In fact, another way of phrasing my rebuttal to the "If I'm doing nothing wrong, I don't need privacy" line is based on pure economics: When your privacy is violated without mutually agreeable compensation, you are quite literally being stolen from. If you don't really care about privacy, that's fine, but you should still be compensated for the information being taken from you. You are literally losing value measurable in dollars in today's anarchic environment every time your privacy is invaded.
How do you know there is a value measured in dollars? A corporation would not bother to collect and sell such information if there was no monetary benefit, so the simple observation that the corporations obviously consider themselves enriched by this privacy-sensitive information is sufficient to show that it has a dollar value to them. It would be hard to put a solid number on such a diffuse asset for a corporation, but for a more solid number, criminals were able to sell stolen identity information for as much as $60 per record in 2002. I'd guess that was a conservative valuation, too, since those records were used to commit large-scale credit fraud.
Privacy-sensitive information is treated so cavalierly now that it is leaked without a second thought:
One credit card company kept calling and calling even though I repeatedly said it was a wrong number. They insisted, so one day, I just never said I wasn't the guy they were looking for.. It got scary: I never realized how easy it is to get information from people like this.. These repo/credit companies call and give you soo [sic] much information without verifying who they are talking to. I knew all about this guy that had a white ford ranger pickup about to be repo'd, he only had a PO box (haha they sold a pickup to a guy with no address), he made cabinets, lived in New Mexico, had my phone number, hadn't paid his $239/mo payment for 4 months, AND I verified his social security number. I got all this information through passively sitting through their "can you confirm your address is..." type questions. - "Broodje" on Slashdot
Why bother validating you're talking to who you think you're talking to, when there's no penalty for leaking this information?
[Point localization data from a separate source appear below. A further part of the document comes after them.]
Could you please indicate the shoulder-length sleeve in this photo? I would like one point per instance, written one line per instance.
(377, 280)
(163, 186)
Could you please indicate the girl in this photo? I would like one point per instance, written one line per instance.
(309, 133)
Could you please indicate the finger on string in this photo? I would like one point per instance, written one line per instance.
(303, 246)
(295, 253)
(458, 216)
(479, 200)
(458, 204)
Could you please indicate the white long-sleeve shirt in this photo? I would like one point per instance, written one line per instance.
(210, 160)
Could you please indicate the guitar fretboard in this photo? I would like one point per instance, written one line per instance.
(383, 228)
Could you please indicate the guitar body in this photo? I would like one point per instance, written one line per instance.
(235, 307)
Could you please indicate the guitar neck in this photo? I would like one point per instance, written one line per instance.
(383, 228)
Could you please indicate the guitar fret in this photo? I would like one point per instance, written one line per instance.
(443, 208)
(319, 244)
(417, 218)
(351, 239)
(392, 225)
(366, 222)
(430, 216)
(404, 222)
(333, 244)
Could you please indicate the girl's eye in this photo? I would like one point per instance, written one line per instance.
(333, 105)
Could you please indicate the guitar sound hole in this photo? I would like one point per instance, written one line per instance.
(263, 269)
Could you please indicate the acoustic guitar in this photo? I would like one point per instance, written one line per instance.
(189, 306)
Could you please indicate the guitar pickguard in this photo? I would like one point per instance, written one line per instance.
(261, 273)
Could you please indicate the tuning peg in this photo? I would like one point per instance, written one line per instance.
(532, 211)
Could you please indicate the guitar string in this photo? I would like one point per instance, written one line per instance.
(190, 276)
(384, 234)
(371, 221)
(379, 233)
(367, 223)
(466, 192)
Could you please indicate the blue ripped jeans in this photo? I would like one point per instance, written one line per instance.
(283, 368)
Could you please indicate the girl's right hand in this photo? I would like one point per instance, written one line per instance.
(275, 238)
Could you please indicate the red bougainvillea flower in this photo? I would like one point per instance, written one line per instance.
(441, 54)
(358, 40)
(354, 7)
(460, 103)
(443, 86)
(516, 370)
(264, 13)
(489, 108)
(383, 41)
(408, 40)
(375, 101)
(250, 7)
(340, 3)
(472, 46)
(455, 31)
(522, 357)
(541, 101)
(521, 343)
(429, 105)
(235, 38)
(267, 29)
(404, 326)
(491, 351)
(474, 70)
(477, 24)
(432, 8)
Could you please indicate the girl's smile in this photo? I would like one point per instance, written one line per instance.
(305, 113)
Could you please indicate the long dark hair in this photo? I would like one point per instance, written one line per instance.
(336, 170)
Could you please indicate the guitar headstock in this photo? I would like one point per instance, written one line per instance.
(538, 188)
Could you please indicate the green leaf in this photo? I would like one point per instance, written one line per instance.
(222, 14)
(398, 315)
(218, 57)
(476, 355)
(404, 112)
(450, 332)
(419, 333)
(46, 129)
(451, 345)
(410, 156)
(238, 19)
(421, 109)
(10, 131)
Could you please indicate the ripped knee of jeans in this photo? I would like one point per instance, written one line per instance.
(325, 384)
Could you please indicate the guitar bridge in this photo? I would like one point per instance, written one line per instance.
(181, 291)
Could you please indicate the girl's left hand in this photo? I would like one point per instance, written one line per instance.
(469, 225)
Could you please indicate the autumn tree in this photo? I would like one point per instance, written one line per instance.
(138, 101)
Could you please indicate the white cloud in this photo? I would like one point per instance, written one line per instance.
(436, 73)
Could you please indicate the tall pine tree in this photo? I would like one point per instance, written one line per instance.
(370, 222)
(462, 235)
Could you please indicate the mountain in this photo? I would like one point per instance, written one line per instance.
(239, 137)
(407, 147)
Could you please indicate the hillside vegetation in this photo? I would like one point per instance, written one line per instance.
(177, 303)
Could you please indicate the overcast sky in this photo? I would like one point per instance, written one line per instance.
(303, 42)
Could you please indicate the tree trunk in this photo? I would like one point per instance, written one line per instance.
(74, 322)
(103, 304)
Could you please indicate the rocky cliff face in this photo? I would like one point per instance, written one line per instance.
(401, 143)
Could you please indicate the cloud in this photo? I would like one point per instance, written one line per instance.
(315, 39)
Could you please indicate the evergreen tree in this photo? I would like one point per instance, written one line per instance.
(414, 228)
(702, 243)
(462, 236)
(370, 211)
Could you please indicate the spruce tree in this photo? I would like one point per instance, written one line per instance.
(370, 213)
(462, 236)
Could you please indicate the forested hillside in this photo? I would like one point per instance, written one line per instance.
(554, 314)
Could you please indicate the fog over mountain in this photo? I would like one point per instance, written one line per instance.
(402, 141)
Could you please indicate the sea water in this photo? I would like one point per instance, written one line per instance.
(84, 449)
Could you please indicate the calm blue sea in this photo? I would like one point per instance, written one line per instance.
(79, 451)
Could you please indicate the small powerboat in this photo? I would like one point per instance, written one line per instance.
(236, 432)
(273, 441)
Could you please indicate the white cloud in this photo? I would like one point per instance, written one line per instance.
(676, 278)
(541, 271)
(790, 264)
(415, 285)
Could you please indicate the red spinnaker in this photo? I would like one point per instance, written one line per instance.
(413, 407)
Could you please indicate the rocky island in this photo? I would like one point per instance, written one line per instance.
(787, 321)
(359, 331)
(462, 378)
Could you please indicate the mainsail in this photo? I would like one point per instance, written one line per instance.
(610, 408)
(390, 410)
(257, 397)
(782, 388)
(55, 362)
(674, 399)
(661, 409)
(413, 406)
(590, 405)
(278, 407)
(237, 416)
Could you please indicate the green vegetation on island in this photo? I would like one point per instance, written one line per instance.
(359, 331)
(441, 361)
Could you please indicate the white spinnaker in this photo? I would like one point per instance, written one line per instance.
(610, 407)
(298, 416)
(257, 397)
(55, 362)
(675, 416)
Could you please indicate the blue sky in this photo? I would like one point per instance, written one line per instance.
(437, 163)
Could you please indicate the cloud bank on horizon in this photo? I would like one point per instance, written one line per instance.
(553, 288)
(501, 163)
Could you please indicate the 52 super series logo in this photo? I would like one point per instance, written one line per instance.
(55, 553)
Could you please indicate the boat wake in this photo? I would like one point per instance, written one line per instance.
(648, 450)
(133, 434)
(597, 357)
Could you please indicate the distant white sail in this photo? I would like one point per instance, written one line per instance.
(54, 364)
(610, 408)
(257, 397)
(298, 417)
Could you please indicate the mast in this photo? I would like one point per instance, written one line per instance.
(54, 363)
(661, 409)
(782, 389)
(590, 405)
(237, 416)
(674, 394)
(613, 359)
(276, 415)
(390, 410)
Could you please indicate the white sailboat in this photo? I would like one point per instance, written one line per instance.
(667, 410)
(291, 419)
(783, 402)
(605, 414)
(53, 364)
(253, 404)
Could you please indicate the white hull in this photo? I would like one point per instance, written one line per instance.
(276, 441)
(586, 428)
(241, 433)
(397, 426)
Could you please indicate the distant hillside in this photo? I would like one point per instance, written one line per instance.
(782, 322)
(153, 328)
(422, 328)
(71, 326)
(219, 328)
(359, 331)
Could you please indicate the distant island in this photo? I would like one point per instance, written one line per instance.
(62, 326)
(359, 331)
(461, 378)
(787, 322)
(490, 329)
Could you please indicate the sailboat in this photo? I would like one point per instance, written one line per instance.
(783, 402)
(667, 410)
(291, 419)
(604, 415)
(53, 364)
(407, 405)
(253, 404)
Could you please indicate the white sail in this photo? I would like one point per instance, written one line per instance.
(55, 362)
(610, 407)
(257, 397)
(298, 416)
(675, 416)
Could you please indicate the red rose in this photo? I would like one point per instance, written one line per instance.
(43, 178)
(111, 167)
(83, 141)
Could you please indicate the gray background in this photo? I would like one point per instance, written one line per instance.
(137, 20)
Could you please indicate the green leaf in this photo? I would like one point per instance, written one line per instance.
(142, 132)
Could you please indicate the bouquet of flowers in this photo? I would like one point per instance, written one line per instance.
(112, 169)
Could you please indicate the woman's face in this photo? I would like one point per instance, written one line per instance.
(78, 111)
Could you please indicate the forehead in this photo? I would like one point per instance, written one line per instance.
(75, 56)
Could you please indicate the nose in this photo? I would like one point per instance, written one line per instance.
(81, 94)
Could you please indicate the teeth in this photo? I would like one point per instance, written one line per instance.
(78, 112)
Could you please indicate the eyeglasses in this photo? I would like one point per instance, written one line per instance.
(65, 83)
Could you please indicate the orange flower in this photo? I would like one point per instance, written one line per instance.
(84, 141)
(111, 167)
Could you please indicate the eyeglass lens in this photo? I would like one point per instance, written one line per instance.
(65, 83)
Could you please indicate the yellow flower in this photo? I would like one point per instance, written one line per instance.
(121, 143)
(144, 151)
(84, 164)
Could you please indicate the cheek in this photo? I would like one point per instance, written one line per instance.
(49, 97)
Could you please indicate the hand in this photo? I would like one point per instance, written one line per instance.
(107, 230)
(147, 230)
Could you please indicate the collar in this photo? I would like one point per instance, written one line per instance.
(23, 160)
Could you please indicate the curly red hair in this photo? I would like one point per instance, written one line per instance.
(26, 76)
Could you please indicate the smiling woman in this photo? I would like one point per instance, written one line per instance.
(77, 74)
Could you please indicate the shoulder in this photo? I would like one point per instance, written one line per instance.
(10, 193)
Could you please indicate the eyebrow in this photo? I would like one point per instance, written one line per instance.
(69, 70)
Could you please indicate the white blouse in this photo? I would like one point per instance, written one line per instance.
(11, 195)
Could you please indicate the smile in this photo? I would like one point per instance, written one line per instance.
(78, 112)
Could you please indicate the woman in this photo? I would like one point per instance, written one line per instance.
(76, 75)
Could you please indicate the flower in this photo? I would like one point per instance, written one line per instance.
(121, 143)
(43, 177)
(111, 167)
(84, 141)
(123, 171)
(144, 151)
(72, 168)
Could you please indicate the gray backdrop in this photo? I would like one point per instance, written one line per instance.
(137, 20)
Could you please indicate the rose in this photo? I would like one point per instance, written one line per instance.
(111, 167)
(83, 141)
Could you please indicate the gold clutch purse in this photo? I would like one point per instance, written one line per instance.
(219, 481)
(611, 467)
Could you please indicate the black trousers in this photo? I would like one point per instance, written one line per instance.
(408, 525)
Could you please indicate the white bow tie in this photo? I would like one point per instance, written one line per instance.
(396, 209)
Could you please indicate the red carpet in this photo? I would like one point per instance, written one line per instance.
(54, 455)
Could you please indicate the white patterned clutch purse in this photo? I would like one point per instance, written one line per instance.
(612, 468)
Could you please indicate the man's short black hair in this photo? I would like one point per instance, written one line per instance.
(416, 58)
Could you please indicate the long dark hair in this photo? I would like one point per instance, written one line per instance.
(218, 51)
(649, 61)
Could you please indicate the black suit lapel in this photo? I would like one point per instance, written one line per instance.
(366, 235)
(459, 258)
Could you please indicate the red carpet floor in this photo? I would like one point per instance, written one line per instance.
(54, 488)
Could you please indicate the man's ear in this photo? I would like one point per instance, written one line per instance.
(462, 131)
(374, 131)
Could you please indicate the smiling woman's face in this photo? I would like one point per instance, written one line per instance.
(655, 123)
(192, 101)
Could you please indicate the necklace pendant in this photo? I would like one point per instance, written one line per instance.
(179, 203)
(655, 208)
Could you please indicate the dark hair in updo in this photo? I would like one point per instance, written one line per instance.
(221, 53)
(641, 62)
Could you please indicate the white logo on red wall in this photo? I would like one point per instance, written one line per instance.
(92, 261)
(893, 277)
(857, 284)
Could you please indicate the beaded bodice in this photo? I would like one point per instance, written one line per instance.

Note with a name and a social security number, "Broodje" could have committed any credit card fraud he'd please. Identity theft can never be completely eliminated, but such casual treatment of privacy-sensitive data makes it easy; if data was treated with more respect and more suspicion it would be much more difficult to commit identity theft.
Who need privacy? Everybody! Everybody, that is, who is interested in not being forced into subservient relationships, including criminal ones, by any entity that happens to have the power to collect information that might be harmful to you. I suppose if you don't mind this subservience, then privacy issues won't bother you. But please forgive the rest of us for objecting to the yoke.
In the era of "power politics" where every conceivable petty "power struggle" is immediately transformed into a violent struggle of epic proportions, where people equate denying a promotion based on race to murder with a straight face, it's easy to tune this line of reasoning out. But I think at the core of the power rhetoric there is still some kernel of truth. When a telemarketer calls me because they have my number, obtained through a privacy breach, and they take 10 seconds of my life away (which is about as far as they can get now), that is a real power they have over me. This is hardly the end of the world, yet one should not make the mistake of exaggerating in the opposite direction. This is a real effect, and in the course of your life, the amount of your time wasted by telemarketers becomes significant, time you cannot get back. It's hard to see because there's no alternate world you can peek into to see a life without privacy invasions to compare to, but this is very, very real. As people continue to be complacent and unable to perceive the effects clearly, they are getting worse and worse.
Why can I safely predict privacy violations will continue to get worse? Because there is an inherent economic interest in pushing privacy violations as far as possible, by definition. Violating privacy means some value profit for the violator, with no motivation to stop and every motivation to increase the violations. Until we actively fight this as a society, it will get worse indefinitely. Someday we will rise to fight this, too, because the intrusion is going to monotonically increase in the absence of backlash.